Doch nicht nur die Regierung in Washington, sondern auch der afghanische Präsident Karzai strebte eine Verbesserung der Sicherheitslage durch PRTs an, um in den Provinzen die Macht der Kabuler Zentralregierung zu stärken. So entstanden sowohl aus militärischen als auch innenpolitischen Überlegungen heraus Anfang 2003 die ersten „Joint Regional Teams“ (JRT) der USA in den Städten Gardez, Bamian und Kunduz, die Mitte 2003 auf Wunsch von Präsident Karzai von „Joint Regional Teams“ in „Provincial Reconstruction Teams“ umbenannt wurden. Diese gemischten zivil-militärischen Teams bestehen in der Regel aus etwa 250 bis 300 Soldaten sowie einigen zivilen Experten. Grundsätzlich lassen sich folgende zentrale Aufgaben der PRTs identifizieren: Sicherheit und Stabilität fördern, den Einfluss und die Kontrolle der Regierung in Kabul auf die Provinzen ausdehnen und Wiederaufbauaktivitäten unterstützen und sichern.[2] PRTs werden seitens der Karzai-Regierung als Vorboten und Signalgeber für eine künftige zentral- und rechtsstaatliche Struktur verstanden.

Nach der Einführung des PRT-Konzepts wurde das Modell der zivil-militärischen Wiederaufbauteams zügig internationalisiert. Mittlerweile stellen mehr als 40 Nationen Truppen für die 26 PRTs in Afghanistan. Voraussetzung dafür war der Beschluss des Sicherheitsrats der Vereinten Nationen im Oktober 2003, das bis dahin auf Kabul und Umgebung begrenzte Engagement von ISAF auf ganz Afghanistan auszuweiten.

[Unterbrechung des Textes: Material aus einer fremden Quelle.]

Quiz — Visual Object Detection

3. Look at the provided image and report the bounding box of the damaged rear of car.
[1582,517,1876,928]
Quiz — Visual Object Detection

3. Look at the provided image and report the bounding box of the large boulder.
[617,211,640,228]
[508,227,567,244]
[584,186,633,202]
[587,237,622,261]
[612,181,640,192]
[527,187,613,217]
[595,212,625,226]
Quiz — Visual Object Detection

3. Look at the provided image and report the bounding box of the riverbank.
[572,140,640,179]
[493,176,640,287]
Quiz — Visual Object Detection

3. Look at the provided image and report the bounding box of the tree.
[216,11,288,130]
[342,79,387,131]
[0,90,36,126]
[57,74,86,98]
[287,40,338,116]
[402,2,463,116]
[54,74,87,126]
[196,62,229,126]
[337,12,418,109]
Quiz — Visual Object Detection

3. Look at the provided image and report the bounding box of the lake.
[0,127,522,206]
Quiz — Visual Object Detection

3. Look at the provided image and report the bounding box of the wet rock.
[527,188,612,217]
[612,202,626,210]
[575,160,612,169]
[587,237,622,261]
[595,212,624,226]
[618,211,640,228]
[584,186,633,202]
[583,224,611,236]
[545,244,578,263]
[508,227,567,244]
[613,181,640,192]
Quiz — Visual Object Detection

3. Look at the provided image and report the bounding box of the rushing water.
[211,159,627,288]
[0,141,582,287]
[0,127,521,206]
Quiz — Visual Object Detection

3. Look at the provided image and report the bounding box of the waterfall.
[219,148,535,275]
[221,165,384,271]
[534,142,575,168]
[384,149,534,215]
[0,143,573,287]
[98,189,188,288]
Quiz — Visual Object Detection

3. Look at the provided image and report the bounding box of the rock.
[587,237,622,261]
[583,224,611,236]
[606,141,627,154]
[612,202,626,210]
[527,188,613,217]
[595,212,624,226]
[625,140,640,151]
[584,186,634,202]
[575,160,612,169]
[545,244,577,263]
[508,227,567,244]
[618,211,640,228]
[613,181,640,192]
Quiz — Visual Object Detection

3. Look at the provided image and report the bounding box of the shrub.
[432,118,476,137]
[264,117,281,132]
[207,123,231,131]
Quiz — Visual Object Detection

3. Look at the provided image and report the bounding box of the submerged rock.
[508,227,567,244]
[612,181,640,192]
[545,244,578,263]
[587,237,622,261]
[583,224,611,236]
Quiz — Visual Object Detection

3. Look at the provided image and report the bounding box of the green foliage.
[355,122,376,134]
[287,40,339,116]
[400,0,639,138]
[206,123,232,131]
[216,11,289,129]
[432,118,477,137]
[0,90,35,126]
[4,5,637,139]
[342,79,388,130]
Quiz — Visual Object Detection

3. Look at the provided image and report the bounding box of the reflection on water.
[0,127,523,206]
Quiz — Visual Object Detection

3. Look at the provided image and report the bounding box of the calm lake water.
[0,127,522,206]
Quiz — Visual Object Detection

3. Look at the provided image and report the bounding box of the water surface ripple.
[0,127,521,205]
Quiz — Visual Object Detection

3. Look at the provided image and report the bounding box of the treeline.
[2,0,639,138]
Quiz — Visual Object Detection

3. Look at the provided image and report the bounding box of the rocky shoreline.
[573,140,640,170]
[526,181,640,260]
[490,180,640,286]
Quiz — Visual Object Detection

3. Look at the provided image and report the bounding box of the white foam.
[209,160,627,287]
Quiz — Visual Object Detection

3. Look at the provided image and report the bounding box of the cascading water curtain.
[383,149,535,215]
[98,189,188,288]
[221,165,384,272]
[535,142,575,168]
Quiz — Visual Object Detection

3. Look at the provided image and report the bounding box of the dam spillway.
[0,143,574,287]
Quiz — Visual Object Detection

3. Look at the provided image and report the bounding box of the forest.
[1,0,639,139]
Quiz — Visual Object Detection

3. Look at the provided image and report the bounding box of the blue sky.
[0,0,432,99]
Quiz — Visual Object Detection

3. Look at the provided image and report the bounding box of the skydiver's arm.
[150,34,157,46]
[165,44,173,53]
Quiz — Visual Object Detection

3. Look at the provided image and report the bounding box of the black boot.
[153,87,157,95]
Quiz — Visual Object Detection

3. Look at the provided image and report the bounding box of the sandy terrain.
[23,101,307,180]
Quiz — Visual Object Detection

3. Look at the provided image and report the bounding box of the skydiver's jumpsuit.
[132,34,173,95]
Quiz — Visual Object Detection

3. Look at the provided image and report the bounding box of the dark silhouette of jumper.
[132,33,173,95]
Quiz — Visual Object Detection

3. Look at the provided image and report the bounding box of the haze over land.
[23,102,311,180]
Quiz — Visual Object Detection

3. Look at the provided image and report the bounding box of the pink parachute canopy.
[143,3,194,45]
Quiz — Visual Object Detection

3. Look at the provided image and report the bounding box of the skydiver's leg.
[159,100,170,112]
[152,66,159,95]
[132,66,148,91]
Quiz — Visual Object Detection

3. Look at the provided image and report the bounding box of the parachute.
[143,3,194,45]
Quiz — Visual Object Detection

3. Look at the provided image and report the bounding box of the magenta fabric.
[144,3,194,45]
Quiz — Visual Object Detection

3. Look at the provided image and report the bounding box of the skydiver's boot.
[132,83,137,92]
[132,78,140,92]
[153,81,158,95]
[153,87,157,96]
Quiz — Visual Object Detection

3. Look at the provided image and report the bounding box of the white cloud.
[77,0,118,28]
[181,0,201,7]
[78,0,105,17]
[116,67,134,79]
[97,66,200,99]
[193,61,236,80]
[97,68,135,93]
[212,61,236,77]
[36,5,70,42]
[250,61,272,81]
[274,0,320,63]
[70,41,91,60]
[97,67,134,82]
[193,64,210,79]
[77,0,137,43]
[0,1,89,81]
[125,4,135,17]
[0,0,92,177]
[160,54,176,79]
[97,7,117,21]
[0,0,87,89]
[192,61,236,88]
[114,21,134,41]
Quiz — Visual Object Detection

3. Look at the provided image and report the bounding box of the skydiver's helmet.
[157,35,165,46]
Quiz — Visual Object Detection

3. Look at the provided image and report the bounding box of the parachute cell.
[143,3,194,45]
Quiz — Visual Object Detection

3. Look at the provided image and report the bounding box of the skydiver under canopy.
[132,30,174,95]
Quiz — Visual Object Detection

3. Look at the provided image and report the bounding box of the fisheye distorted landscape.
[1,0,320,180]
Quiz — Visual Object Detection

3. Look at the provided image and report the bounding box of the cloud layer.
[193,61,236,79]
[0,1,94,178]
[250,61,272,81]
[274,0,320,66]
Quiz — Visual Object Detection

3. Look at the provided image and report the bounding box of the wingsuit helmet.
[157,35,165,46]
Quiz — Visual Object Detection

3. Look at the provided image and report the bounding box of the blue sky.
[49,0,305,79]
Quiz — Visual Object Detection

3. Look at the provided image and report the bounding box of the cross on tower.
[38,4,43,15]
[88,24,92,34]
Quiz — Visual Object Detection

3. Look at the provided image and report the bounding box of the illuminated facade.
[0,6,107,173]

3. Das deutsche PRT-Modell

Seit der Einsetzung von ISAF durch den Sicherheitsrat der Vereinten Nationen Ende 2001 ist Deutschland an der Stabilisierungsmission ISAF beteiligt. Zusätzlich hat sich Deutschland nach der Bekundung der „uneingeschränkten Solidarität“ mit den USA nach den Terroranschlägen vom 11. September 2001 auch an der „Operation Enduring Freedom“ (OEF) zur Terrorismusbekämpfung in Afghanistan beteiligt. Das deutsche Engagement in Afghanistan wie auch die insgesamt zunehmende Beteiligung Deutschlands an multinationalen Militäreinsätzen in den letzten Jahren sind im Kontext der Transformation der Bundeswehr zu einer „Armee im Einsatz“ zu sehen. Wie eine Studie der Stiftung Wissenschaft und Politik vom Mai 2008 feststellt, hat sich seit Beginn des Afghanistan-Einsatzes das Aufgabenspektrum der Bundeswehr von einem Stabilisierungseinsatz hin zu einer schwerpunktmäßig der Aufstandsbekämpfung dienenden Operation verschoben. Die Bundeswehr sei im Rahmen des ISAF-Einsatzes – im Unterschied zu den bisherigen Auslandseinsätzen – „nicht mehr neutrale Friedensmacht, sondern Konfliktpartei“.[3] Als Interventionsarmee soll die Bundeswehr zukünftig in der Lage sein, im Rahmen der EU, der NATO oder der UN auf internationale Konflikte, asymmetrische Bedrohungen, Terrorismus und Massenvernichtungswaffen zu reagieren. Die politische Legitimation der Auslandseinsätze der Bundeswehr kulminierte 2002 in der Aussage des ehemaligen Verteidigungsministers Peter Struck, die Sicherheit der Bundesrepublik werde auch am Hindukusch verteidigt.[4]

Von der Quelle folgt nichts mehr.